The Central Bank of Iceland’s surprise six percent interest rate raise this morning to 18 percent is part of the deal agreed with the International Monetary Fund (IMF). According to chairman of the Central Bank, David Oddsson in a press conference this morning, raising interest rates is a sensible action to take at this time.
The reasoning behind the decision is, it would seem, almost entirely for the benefit of the IMF and the agreement Iceland reached with the fund last week. “The agreement, which will go before the IMF Executive Board for approval in the next few days, says, among other things, that the Central Bank should increase interest rates to 18 percent, which has now been done,” Oddsson said.
“This agreement is a reaction to the collapse of the banking system and the heavy external pressure that comes in its wake – which have served to paralyse the currency markets. Although the situation has improved slightly recently, the Central Bank’s principle objective is unavoidably to get the currency markets going again properly,” Visir.is reports Oddsson as saying.
The board of the Central Bank is concentrating its efforts on making the currency trade work normally again and to stabilise the Icelandic krona. The real exchange rate is much lower than Icelanders are currently feeling. It is therefore viewed as unavoidable to take action to stabilise the foundation of the krona on the international currency markets with increased interest rates ready for when the currency is re-traded without the current restrictions.
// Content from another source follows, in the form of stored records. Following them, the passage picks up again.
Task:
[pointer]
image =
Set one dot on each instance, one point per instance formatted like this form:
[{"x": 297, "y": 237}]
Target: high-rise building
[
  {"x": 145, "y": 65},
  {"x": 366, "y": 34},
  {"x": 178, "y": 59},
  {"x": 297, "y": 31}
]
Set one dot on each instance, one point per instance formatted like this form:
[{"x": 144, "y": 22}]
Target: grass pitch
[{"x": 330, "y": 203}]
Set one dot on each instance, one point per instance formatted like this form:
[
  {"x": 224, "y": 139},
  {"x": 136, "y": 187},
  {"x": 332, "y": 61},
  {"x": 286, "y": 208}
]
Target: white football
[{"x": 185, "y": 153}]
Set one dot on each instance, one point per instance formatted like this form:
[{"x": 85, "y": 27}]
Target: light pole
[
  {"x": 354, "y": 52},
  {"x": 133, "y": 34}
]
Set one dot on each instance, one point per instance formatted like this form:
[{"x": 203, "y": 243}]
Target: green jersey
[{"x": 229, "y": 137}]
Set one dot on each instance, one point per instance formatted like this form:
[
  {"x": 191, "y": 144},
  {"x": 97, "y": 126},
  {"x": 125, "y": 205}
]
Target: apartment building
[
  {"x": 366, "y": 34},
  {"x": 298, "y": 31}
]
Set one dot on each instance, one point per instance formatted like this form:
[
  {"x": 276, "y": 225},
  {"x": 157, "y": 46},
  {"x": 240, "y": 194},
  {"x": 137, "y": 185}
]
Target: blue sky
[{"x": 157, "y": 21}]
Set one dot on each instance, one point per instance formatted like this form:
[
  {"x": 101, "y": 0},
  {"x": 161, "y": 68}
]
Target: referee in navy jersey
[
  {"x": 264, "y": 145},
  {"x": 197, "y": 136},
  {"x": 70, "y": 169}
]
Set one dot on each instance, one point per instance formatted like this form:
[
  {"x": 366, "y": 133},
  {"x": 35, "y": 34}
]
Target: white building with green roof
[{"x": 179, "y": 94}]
“Negative real interest could weaken that foundation,” Oddsson said. “A reduction in demand could lead to surpluses accumulating quickly on goods and service transactions with foreign countries.”
“Production stagnation and parity or excess in foreign trade will serve to increase the value of the krona, provided that trust can be returned to the currency markets. The plan, as it stands, is to reduce the base rate in harmony with the speed at which inflation decreases,” Oddsson explained.